Central Banks’ Monetary Policy Impact Fades: Munich ReOliver Suess
Munich Re, the world’s biggest reinsurer, said monetary steps used by central banks to hold down interest rates amid muted inflation may soon lose their positive effect.
“There is a breathtaking amount of liquidity in the markets and monetary policy measures are about to lose their power, while side-effects are increasing,” Nikolaus von Bomhard, chief executive officer of the Munich-based reinsurer, told reporters at a briefing yesterday. “We are close to an inflection point in Europe where the side effects outweigh the benefit from monetary measures.”
The European Central Bank cut its benchmark interest rate to a record-low 0.15 percent in June and took its deposit rate below zero to help revive lending and growth. Policy makers “will act swiftly” with further easing if required, the ECB said last month. U.S. interest rates will probably stay low for a “considerable period” after the central bank ends the bond-buying program it has used to support the economy, the Federal Reserve said last week.

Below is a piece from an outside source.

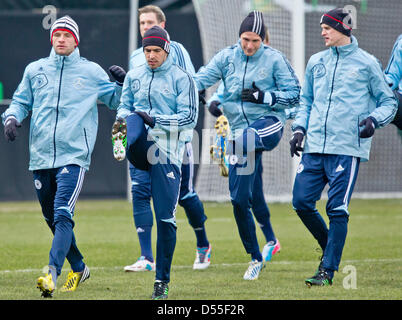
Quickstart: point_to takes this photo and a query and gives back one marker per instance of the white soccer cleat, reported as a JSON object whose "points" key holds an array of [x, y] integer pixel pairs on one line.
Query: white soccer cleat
{"points": [[119, 139], [202, 258], [142, 264], [253, 270], [270, 249]]}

Von Bomhard said the biggest threat to markets is the risk investors are taking versus the return on investments. People are still in “risk-on mode” while spreads to lower-risk investments have narrowed to “unhealthy levels” in some areas, he said.
Reinsurers, which help primary insurers such as Allianz SE and Axa SA shoulder risks for clients, are under pressure to maintain earnings as prices for their coverage fall and low interest rates weigh on investment income.
Munich Re is sticking to investing in low-risk areas, von Bomhard said.